Wednesday, 9 January 2013
Hijab
My wife sent me a quote from a French website: "The Burqa comes from the cult of Astarte in ancient Mesopotamia. To honour the goddess of love, every woman without exception had to prostitute herself once a year in the sacred groves around her temples. Upper class women veiled themselves completely to avoid recognition." I suspect that the linking of burqa and prostitution is malicious, but I shan't insist. The story comes from Herodotus, and there is no knowing how much truth there is in it. There is no direct evidence of any link with this custom and the burqa of more than a thousand years later.
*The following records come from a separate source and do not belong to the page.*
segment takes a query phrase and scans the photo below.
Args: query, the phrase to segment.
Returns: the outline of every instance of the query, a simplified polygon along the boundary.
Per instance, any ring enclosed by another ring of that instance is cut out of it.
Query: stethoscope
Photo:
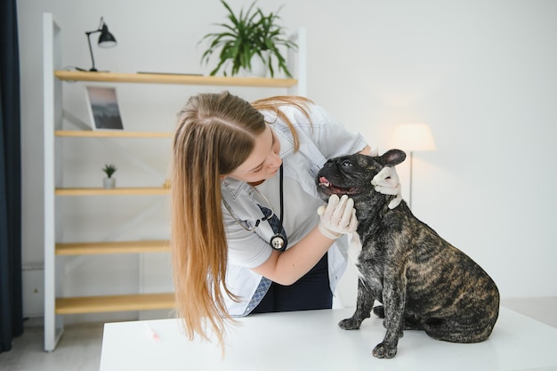
[[[284,209],[284,192],[283,192],[283,174],[282,174],[282,165],[280,165],[280,170],[278,173],[278,179],[280,181],[280,186],[279,186],[279,190],[280,190],[280,215],[279,215],[279,222],[280,222],[280,230],[284,230],[283,227],[282,227],[282,218],[283,218],[283,209]],[[263,216],[261,219],[258,219],[257,221],[255,221],[255,226],[253,228],[248,228],[246,227],[244,225],[244,223],[242,223],[242,221],[240,221],[236,214],[232,212],[232,210],[230,209],[230,206],[228,204],[228,202],[226,202],[226,200],[222,199],[222,202],[224,203],[224,207],[226,207],[226,209],[228,210],[228,212],[230,213],[230,214],[232,216],[232,218],[234,219],[234,222],[236,222],[240,227],[242,227],[244,230],[247,230],[248,232],[253,232],[254,230],[255,230],[255,228],[259,227],[259,224],[262,222],[265,222],[269,219],[270,219],[274,214],[275,214],[275,211],[272,208],[272,205],[270,205],[270,202],[269,201],[269,199],[265,197],[265,195],[263,195],[262,193],[261,193],[259,191],[259,190],[257,190],[256,188],[254,187],[254,190],[255,192],[257,192],[257,194],[259,196],[261,196],[261,198],[262,199],[265,200],[265,203],[267,203],[267,205],[269,206],[269,207],[267,207],[269,210],[270,210],[270,214],[268,216]],[[270,246],[272,248],[274,248],[275,250],[279,250],[279,251],[285,251],[287,249],[287,246],[288,245],[288,240],[287,239],[287,236],[283,233],[275,233],[271,238],[270,238],[270,241],[269,242]]]

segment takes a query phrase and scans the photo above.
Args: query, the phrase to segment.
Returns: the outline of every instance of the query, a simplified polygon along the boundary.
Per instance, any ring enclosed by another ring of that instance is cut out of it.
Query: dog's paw
[[[373,308],[374,311],[374,314],[375,316],[377,316],[380,319],[384,319],[385,318],[385,307],[383,305],[377,305],[376,307]]]
[[[397,354],[397,347],[380,343],[374,348],[372,354],[378,359],[392,359]]]
[[[343,319],[338,323],[338,327],[343,330],[358,330],[359,325],[361,325],[361,321],[358,321],[354,318]]]

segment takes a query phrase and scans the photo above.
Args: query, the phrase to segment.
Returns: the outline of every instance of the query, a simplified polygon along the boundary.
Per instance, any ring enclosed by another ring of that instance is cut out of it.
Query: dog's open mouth
[[[319,177],[319,186],[327,188],[331,194],[335,195],[352,195],[357,193],[356,188],[342,188],[334,186],[329,180],[324,176]]]

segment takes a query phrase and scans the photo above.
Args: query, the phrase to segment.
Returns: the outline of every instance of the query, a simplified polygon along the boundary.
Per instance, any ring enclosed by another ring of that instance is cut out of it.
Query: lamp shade
[[[435,150],[433,134],[427,124],[400,124],[395,127],[393,143],[408,151]]]
[[[99,36],[99,47],[101,48],[111,48],[116,46],[116,38],[114,36],[109,32],[109,28],[106,24],[102,24],[102,28],[101,29],[101,36]]]

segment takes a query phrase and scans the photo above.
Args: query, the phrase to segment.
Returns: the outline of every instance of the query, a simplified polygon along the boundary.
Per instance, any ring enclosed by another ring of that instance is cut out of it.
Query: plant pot
[[[116,178],[104,178],[102,180],[102,187],[107,190],[116,188]]]
[[[265,60],[269,60],[269,51],[262,51],[262,55]],[[238,75],[243,77],[266,77],[268,67],[267,63],[263,61],[257,54],[254,55],[250,60],[252,65],[251,69],[240,69]]]

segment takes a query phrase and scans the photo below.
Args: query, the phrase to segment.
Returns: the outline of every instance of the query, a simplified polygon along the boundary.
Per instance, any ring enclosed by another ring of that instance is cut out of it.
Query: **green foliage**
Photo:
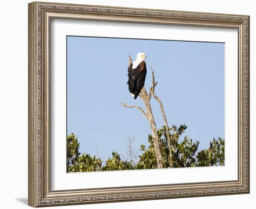
[[[175,125],[169,128],[169,134],[172,147],[173,166],[175,168],[223,165],[224,164],[224,140],[215,138],[210,142],[209,149],[198,151],[199,142],[193,142],[185,136],[182,140],[180,137],[187,129],[185,124],[179,127]],[[169,152],[165,126],[157,131],[160,144],[163,167],[169,166]],[[123,160],[119,154],[114,151],[112,157],[102,163],[96,156],[79,152],[80,144],[77,137],[73,133],[67,136],[67,168],[68,172],[85,172],[102,170],[131,170],[155,169],[156,158],[152,136],[148,136],[149,145],[148,148],[141,144],[139,159],[136,163],[132,161]]]
[[[73,133],[67,137],[67,166],[75,164],[81,153],[80,143]]]
[[[214,138],[210,142],[209,149],[202,150],[197,154],[197,166],[224,165],[224,139],[220,137],[218,139]]]
[[[112,152],[112,157],[108,159],[105,165],[102,167],[101,170],[121,170],[134,169],[135,167],[131,162],[122,160],[120,156],[114,151]]]

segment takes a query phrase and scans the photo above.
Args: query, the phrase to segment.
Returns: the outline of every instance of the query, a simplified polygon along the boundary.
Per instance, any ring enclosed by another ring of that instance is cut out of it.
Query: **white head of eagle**
[[[136,60],[130,63],[128,67],[128,82],[129,91],[136,99],[141,90],[144,86],[147,68],[145,59],[147,56],[144,53],[139,52],[137,54]]]

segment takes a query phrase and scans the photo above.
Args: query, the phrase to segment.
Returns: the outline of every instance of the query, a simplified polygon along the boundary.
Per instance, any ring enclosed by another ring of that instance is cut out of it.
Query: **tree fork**
[[[129,65],[131,65],[132,63],[132,59],[130,55],[129,55]],[[148,95],[147,93],[146,89],[143,87],[143,88],[141,91],[141,92],[139,96],[142,100],[146,109],[147,110],[147,113],[145,113],[145,111],[140,107],[135,105],[127,105],[125,103],[121,103],[121,104],[124,107],[127,108],[133,108],[135,107],[140,110],[145,116],[145,117],[148,119],[149,123],[149,125],[152,132],[152,136],[154,140],[154,144],[155,146],[155,157],[156,158],[156,163],[157,164],[157,168],[162,168],[162,157],[161,156],[161,152],[160,150],[160,145],[159,143],[159,139],[158,138],[158,135],[157,135],[157,130],[156,129],[156,125],[155,124],[155,122],[153,114],[152,113],[152,111],[151,109],[151,107],[150,105],[150,98],[151,98],[151,93],[150,93],[150,96]]]

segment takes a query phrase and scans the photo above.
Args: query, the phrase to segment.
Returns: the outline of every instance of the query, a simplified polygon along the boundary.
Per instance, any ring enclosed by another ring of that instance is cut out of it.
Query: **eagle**
[[[129,91],[134,99],[136,99],[141,90],[144,86],[147,68],[145,59],[147,58],[144,53],[137,54],[136,60],[130,63],[128,67],[128,82]]]

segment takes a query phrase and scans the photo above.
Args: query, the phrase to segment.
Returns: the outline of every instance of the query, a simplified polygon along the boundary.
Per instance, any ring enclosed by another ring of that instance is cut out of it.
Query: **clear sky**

What is true is that upper class women in the Byzantine and Sassanid empires veiled themselves in the time of the Islamic conquests, and it is probable that the Arabs took over the practice from them. The Koran says nothing about all Muslim women having to wear a veil; it just asks them in rather vague terms to dress modestly when in the presence of strange men, 24:31 and 33:59. For the Prophet's wives only, 33:53 says that men who wish to make requests of them should do so from behind a curtain (hijab). This was simply to protect their privacy; they were, in modern terms, 'celebrities' and much in demand for their supposed influence on their husband. From the context, it is clear that hijab meant an article of furniture, not of clothing. The word burqaa does not occur in the Koran.